Keşke bunlar olmasaydı bizler de Tükiye’yi şimdi kimsenin hayal edemeyeceği bir yerde görebilseydik.. Gayri safi milli hasılamız yirmi bin Dolar seviyesinde olsaydı, vede olurdu benim hiç şüphem yoktu; Derseniz nasıl olurdu acaba?
Yukarda dediğim gibi; dolar yükselmeyecekti, güven devam edecekti, iş başındaki devlet aklı ile Birlikte hareket edilerek, vesayetin devletteki unsurları ile yapılan mücadelede dik durulsaydı, yakalanan fırsatlar kesintiye uğratılmasaydı, çetelere fırsat verilmeseydi , o zaman ki devletin başındaki eski Cumhurbaşkanı Abdullah gül ve aklı başında idareciler sesiz kalmasaydı, bunlar olmayacaktı.
Keşke bunlar olmasaydı! Cemaateki bireylere suçlu suçsuz zulmetmeden adalet ederek, varsa suçu olanları tasfiye etselerdi.

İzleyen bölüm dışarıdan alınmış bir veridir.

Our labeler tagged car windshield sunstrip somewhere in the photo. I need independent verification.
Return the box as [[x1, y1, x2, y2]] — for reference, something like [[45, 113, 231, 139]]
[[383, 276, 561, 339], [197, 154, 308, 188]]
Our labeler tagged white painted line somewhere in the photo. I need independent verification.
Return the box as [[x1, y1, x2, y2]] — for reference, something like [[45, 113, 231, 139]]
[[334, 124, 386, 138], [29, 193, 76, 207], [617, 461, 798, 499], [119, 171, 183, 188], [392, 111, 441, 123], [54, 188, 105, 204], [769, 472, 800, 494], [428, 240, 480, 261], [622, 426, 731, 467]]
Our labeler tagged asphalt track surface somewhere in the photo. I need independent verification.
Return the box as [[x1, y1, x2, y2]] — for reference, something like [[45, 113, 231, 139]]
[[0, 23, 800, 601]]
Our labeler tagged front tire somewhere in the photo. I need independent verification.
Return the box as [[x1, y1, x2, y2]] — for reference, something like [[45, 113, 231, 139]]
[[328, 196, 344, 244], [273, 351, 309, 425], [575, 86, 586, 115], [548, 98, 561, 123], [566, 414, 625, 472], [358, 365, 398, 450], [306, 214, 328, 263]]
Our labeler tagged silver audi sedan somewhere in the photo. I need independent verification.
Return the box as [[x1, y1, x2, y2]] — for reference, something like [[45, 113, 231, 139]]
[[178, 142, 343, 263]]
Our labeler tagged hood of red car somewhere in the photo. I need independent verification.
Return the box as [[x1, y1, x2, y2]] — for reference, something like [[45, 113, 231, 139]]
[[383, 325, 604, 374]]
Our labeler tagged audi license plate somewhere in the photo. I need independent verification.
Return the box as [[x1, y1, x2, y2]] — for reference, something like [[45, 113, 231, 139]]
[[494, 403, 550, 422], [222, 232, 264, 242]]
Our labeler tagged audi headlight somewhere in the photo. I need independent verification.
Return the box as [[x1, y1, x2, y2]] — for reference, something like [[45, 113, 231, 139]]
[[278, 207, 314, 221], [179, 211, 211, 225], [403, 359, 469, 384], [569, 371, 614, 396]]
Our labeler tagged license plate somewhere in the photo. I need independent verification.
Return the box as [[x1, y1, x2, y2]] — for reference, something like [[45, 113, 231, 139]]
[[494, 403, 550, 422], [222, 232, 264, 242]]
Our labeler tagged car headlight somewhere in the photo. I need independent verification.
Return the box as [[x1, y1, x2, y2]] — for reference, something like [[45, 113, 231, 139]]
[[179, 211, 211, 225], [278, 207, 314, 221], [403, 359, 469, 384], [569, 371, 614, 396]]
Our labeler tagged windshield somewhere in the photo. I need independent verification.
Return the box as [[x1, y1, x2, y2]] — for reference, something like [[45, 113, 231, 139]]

Cemaate güçleri yetmedi diyebilirsiniz ama öyle değil devletin yönetimi cemaatte değil, gördüğümüz gibi devlet istediği zaman partileri bile kapatabiliyor. Cemaat dediğiniz gurubun gücü ne olabilir ki? Erdoğan oğlum da olsa buna göz yumamam dediği andan itibaren cemaate de AKP’ye de sızan fareler gemileri terkedeceklerdi. Ne yazık ki durum çok acı verici bir noktaya geldi.
Cemaat Türkiye’de yokedildi, AKP’nin eski kurucularından Erdoğan’ın dışında kimse kalmadı yani özde AKP’de yokedildi, eski vesayetçiler işbaşında zil takıp oynamaya devam ediyorlar. Allah sonumuzu hayra getirsin. kalın sağlıcakla. Selam ve dua ile.
Selam ve Dua ile..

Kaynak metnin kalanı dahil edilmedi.